Simple SDK for parquet write by java
you can using the sdk to write a parquet file or read the parquet file and convert the data to standard json.
the parquet default json formart :
data1: value1
data2: value2
models
map
key: data3
value
array: value3
map
key: data4
value
array: value4
data5: value5
but we need:
"data1": "value1",
"data2": "value2",
"models": {
"data3": [
"value3"
],
"data4": [
"value4"
]
},
"data5": "value5"
...
the example for read in : com.fcbai.parquet.sdk.CustomParquetReaderTest
@Test
public void test_read_complex_map_partition_table_content() throws IOException {
ParquetReader<CustomSimpleRecord> reader = ParquetReader
.builder(new CustomSimpleReadSupport(), new Path(complexMapFilepath))

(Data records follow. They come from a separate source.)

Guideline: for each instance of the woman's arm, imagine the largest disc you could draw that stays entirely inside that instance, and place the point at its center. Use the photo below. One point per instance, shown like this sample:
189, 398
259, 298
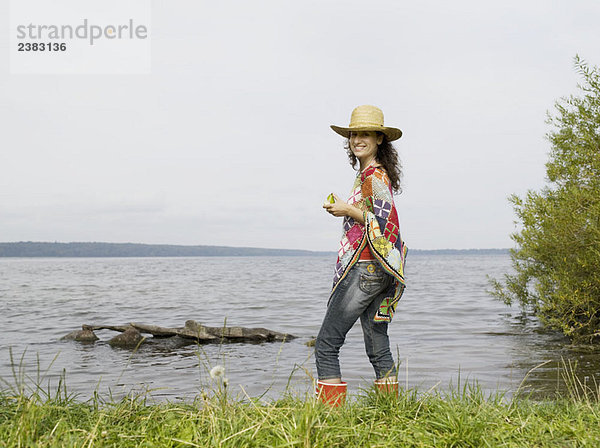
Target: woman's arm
341, 208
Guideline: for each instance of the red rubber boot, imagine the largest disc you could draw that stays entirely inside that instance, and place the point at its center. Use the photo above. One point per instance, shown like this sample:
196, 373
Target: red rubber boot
331, 394
387, 387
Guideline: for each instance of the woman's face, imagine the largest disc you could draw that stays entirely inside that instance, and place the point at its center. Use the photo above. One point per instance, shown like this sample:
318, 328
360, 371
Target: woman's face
364, 144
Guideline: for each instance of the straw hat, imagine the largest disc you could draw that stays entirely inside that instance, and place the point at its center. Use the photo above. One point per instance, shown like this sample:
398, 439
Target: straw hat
368, 118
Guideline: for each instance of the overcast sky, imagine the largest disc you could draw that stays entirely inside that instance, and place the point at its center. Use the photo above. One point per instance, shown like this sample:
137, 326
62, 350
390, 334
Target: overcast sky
227, 141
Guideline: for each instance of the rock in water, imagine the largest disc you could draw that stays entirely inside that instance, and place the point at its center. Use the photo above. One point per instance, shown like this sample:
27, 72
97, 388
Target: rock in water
85, 335
130, 338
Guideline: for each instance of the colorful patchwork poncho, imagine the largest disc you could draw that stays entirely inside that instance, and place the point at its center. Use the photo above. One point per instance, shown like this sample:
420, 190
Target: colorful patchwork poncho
372, 193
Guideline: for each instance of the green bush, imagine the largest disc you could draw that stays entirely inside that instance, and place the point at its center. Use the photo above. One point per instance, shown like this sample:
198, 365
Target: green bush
557, 255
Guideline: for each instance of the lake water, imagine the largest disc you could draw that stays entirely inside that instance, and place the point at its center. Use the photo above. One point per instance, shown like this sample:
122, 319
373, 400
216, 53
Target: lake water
446, 327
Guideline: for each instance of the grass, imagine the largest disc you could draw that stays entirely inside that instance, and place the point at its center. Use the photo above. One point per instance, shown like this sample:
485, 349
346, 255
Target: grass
461, 418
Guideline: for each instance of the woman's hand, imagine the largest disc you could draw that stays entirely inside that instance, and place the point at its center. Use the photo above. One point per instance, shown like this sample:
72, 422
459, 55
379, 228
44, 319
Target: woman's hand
340, 208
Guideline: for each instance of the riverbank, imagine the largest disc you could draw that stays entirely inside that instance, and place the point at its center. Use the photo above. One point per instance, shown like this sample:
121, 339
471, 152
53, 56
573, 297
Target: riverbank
457, 419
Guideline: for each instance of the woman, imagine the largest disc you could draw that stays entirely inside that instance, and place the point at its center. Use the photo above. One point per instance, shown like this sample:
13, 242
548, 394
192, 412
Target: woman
369, 274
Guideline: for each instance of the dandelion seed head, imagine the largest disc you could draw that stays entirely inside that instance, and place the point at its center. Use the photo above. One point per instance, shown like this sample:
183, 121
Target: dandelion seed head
217, 371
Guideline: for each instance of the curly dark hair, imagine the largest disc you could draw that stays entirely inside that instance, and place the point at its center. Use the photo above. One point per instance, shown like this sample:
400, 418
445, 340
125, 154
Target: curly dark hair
387, 156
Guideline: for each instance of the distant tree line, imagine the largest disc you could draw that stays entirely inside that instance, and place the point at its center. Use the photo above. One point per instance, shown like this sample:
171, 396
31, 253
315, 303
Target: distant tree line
41, 249
557, 258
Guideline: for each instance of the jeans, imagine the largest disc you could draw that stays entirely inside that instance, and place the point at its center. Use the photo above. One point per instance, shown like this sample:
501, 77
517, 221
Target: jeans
357, 296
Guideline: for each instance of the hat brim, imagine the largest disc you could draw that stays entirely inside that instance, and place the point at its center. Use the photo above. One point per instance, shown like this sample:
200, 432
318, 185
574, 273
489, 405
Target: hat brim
391, 133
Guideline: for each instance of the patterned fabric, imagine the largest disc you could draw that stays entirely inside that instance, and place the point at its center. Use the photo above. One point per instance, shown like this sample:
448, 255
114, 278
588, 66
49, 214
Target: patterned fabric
372, 193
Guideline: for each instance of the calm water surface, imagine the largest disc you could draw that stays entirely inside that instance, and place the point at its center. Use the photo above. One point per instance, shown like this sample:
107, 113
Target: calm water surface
447, 327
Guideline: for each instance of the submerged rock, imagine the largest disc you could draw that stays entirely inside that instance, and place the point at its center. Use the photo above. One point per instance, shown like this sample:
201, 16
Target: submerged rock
85, 335
130, 338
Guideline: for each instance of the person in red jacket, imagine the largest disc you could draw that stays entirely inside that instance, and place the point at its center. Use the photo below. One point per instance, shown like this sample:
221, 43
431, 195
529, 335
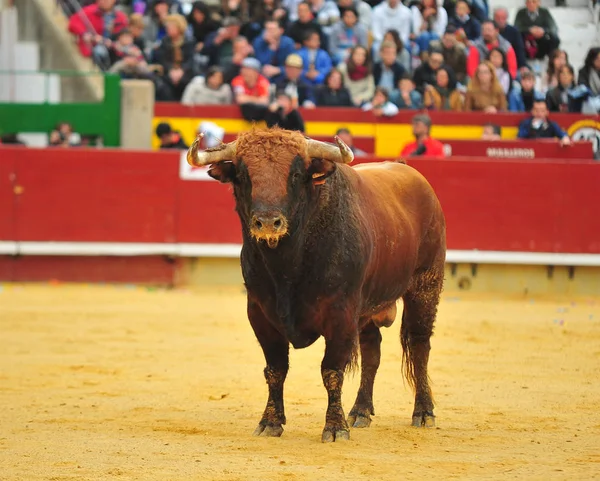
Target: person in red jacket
490, 39
95, 25
424, 144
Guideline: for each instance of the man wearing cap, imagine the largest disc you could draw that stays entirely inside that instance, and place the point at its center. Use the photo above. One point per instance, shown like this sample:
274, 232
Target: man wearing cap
291, 82
423, 144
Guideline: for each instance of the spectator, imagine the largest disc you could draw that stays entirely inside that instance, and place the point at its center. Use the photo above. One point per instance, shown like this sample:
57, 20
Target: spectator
497, 58
402, 54
103, 21
306, 23
283, 113
589, 75
169, 139
538, 126
300, 91
346, 137
390, 15
406, 96
491, 132
357, 74
563, 98
454, 53
490, 38
176, 56
209, 90
272, 48
511, 34
556, 60
387, 72
539, 31
381, 105
363, 9
333, 93
462, 20
522, 94
426, 72
218, 45
316, 61
484, 92
442, 95
428, 23
423, 144
346, 35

.withFilter(FilterCompat.get(page(1, 10)))
.build();
for (CustomSimpleRecord value = reader.read(); value != null; value = reader.read()) {
System.out.println(value.toJson());
}
reader.close();
}
the write example:
@Test
public void test_write_to_parquet_by_java() throws IOException {
List<User> users = new ArrayList<>();
User user1 = new User("1","fcbai","123123");
User user2 = new User("2","fcbai","123445");
users.add(user1);
users.add(user2);
Path dataFile = new Path("./src/test/resources/demo.snappy.parquet");
// Write as Parquet file.
try (ParquetWriter<User> writer = AvroParquetWriter.<User>builder(dataFile)
.withSchema(ReflectData.AllowNull.get().getSchema(User.class))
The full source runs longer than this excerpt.